Der wohl umstrittenste Punkt war am Ende der Tagesordnung geparkt, gegen 20.30 Uhr musste der Finanzausschuss aber doch erkennen, dass die Geschichte der Millionen-Pleite, die die Stadt in den Jahren 2003 bis 2006 mit hoch spekulativen Zinswetten hingelegt hat, so einfach nicht aufzuarbeiten sein wird. Und doch wurde deutlich: Aktueller Stadtkämmerer und Rechtsdezernent sehen ein zumindest fahrlässiges, wenn auch nicht grob fahrlässiges Handeln bei Ex-Kämmerer Gerd Bultmann.
Zwei bemerkenswerte Sätze von Rechtsdezernent Dr. Frank Steinfort fielen fast unbemerkt inmitten einer seiner Stellungnahmen: „Es ist eine Wertungsfrage. Wir sind zum Ergebnis gekommen, es ist grenzwertig, aber wir haben es verneint.“ Bezug genommen hatte Steinfort da auf die im eigenen Hause angestellte Prüfung aus dem Jahr 2008, ob Alt-Kämmerer Bultmann grob fahrlässiges Handeln zu Lasten der Stadt nachzuweisen ist und er dafür beamtenrechtlich zu belangen gewesen wäre.
Knapp 6,1 Mio Miese
Steinfort und Uwe Bonan hatten im Ausschuss zuvor immer wieder dezent darauf verwiesen, dass sie in Bultmann denjenigen Verantwortlichen sehen, dessen Handeln der Stadt die Suppe von knapp 6,1 Mio Miesen letztlich eingebrockt habe. Alles das, was man nach dem Aus von Bultmann unternommen habe, sei Schadensbegrenzung gewesen. Bonan sprach von einer „Spirale“, die in Gang gesetzt worden sei – freilich mit Bezug zu einer „allgemeinen Zinsmeinung“, die damals nun mal vorgeherrscht habe.

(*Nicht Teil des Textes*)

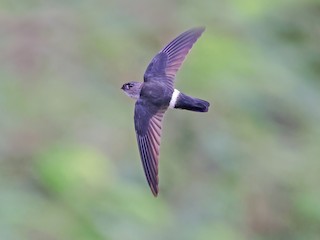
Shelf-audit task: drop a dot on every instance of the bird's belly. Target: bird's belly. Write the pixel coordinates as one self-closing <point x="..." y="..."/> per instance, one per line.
<point x="157" y="94"/>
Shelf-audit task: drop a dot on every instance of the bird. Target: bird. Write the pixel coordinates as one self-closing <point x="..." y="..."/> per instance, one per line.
<point x="155" y="95"/>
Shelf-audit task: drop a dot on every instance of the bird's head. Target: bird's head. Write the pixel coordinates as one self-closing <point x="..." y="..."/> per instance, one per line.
<point x="132" y="89"/>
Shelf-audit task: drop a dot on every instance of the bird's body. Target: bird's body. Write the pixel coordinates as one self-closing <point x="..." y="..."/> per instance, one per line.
<point x="155" y="95"/>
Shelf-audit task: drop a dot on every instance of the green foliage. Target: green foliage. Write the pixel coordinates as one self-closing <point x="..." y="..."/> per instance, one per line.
<point x="69" y="164"/>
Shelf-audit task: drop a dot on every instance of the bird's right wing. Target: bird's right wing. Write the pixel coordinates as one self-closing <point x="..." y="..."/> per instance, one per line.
<point x="148" y="124"/>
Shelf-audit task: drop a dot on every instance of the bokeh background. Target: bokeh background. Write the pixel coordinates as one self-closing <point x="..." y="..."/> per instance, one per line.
<point x="69" y="164"/>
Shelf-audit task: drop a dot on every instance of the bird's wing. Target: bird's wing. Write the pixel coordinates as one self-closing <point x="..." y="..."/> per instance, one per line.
<point x="168" y="61"/>
<point x="148" y="124"/>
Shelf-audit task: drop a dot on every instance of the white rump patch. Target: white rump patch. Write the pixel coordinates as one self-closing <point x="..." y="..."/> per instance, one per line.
<point x="174" y="98"/>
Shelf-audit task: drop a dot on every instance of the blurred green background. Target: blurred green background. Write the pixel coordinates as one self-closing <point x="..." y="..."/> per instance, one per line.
<point x="69" y="164"/>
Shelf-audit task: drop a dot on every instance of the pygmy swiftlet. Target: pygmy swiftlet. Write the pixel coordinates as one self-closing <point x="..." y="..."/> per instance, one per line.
<point x="155" y="95"/>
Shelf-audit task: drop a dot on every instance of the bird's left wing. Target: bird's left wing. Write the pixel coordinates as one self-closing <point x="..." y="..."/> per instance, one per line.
<point x="148" y="124"/>
<point x="165" y="65"/>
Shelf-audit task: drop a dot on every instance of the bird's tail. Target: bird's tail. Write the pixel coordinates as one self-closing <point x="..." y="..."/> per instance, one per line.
<point x="191" y="104"/>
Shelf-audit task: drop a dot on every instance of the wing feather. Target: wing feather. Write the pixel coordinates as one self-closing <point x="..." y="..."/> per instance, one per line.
<point x="148" y="131"/>
<point x="165" y="65"/>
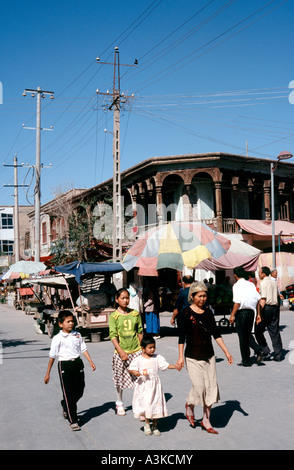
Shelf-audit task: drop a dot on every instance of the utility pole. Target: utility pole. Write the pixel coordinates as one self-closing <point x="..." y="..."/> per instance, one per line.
<point x="16" y="211"/>
<point x="37" y="192"/>
<point x="118" y="99"/>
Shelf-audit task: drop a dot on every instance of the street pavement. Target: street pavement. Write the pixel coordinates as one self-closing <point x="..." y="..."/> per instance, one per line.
<point x="255" y="412"/>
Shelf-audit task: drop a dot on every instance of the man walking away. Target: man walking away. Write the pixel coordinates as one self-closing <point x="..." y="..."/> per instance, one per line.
<point x="245" y="298"/>
<point x="268" y="316"/>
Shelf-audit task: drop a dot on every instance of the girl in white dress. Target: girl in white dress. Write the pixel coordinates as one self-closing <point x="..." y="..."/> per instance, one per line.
<point x="148" y="399"/>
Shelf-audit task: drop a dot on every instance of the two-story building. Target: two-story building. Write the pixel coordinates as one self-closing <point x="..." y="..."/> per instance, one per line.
<point x="217" y="188"/>
<point x="8" y="234"/>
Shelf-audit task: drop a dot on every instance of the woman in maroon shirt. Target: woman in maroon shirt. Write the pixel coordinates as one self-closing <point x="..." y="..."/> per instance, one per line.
<point x="196" y="329"/>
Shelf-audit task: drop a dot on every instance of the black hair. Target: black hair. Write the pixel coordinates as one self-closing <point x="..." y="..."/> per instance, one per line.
<point x="147" y="339"/>
<point x="120" y="291"/>
<point x="63" y="314"/>
<point x="240" y="272"/>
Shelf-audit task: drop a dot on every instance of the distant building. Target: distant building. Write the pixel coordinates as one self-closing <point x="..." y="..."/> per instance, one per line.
<point x="7" y="233"/>
<point x="217" y="188"/>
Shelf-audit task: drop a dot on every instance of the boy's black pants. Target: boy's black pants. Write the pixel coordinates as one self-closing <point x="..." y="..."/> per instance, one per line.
<point x="72" y="380"/>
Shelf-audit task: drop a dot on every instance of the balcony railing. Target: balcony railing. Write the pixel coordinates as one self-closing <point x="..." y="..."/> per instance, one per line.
<point x="229" y="226"/>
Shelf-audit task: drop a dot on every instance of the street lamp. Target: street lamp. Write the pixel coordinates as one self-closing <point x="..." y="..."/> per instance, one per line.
<point x="282" y="156"/>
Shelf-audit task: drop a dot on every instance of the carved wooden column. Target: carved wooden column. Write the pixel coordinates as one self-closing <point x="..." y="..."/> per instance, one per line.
<point x="218" y="205"/>
<point x="267" y="199"/>
<point x="158" y="192"/>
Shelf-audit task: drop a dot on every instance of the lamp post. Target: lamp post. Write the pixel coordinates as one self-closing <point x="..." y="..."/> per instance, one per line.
<point x="282" y="156"/>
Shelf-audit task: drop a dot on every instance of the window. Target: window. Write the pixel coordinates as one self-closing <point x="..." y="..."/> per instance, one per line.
<point x="6" y="247"/>
<point x="6" y="221"/>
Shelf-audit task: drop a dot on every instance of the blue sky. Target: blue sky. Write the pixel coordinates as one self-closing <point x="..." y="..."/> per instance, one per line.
<point x="212" y="76"/>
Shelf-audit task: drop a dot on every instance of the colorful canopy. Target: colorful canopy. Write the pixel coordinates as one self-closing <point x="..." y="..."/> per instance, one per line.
<point x="174" y="245"/>
<point x="240" y="253"/>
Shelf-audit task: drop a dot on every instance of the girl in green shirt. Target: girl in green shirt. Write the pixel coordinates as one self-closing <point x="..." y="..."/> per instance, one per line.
<point x="125" y="332"/>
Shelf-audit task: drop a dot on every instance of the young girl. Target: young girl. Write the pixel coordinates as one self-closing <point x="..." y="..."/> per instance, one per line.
<point x="148" y="399"/>
<point x="125" y="332"/>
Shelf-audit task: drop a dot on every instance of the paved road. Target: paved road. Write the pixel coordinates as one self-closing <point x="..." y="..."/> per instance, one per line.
<point x="256" y="410"/>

Bultmann, so sein Nachfolger, habe sich mit seiner Äußerung in der WAZ selbst disqualifiziert, als er formuliert hat, das Risiko sei bei seinem Ausscheiden aus dem Amt „noch überschaubar“ gewesen „und auch die Hoffnung auf einen Zinsanstieg, der das Defizit hätte umdrehen können, bestand noch“. Konter Bonan: Gerade der Zinsanstieg sei maßgeblich dafür gewesen, dass die Zins-Korridore, auf die der Ex-Kämmerer gesetzt habe, überschritten worden seien. „Wenn einer das also so sagt, kennt er seine eigenen Geschäfte nicht.“
Warnungen der WestLB nicht ernst genommen
Steinfort drückte es wohl formulierter aus: „Insgesamt legt der Schriftverkehr, der mit der WestLB geführt wurde, den Schluss nahe, dass die Stadt sich bewusst für die riskanten Korridor-Swaps entschieden hat, obwohl die WestLB deutlich auf die Risiken hingewiesen hatte.“
Schon im Vorfeld der ersten Geschäfte mit den Korridor-Swaps im Dezember 2004 habe die Landesbank den alten Kämmerer gewarnt. Der suchte seinerzeit bei der WestLB, wie berichtet, eine Möglichkeit, aus vorab getätigten Risiko-Geschäften mit der Commerzbank auszusteigen. Laut Bonan belegen interne Vermerke und Schreiben der WestLB, dass die WestLB der Stadt im Hinblick auf das Vorgeschäft zunächst ein „vorsichtiges Abwarten“ empfohlen und von einer Umstrukturierung abgeraten habe. „In der Folge hatte sie außerdem auf die erheblichen Risiken der Korridor-Swaps hingewiesen und deutlich ärmere Umstrukturierungsmöglichkeiten aufgezeigt.“ Bultmann entschied sich dennoch für das hohe Risiko.
"Das Finanzmanagement hat verantwortungsvoll gehandelt"
Steinfort wiederholte die Rechtsauffassung der Stadt, wonach es keine Anzeichen für eine Falschberatung durch die WestLB gebe. Das Rechtsamt vertrete uneingeschränkt die Meinung, dass eine Klage gegen die Bank keine Aussicht habe, die verlorenen Millionen für die Stadt zurückzuholen. Er widersprach dem auf Bank- und Kapitalrecht spezialisierten Münchener Anwalt Dr. Jochen Weck in dieser Frage in allen strittigen Punkten. Steinfort lud die Ausschussmitglieder ein, in alle Swaps-Akten der Verwaltung Einsicht zu nehmen und bot Erläuterungen an.
Bislang hatte die Stadt der Politik weder den Prüfbericht des Rechtsamtes noch den der Rechnungsprüfer aus dem Jahr 2006 vorgelegt, der laut Bonan zum Ergebnis gekommen sein soll, dass das Finanzmanagement der Stadt zeitnah Risiken erkannt und versucht habe, sie zu minimieren. Es habe „keine überstürzten Umstrukturierungen gegeben“, das Finanzmanagement habe verantwortungsvoll gehandelt.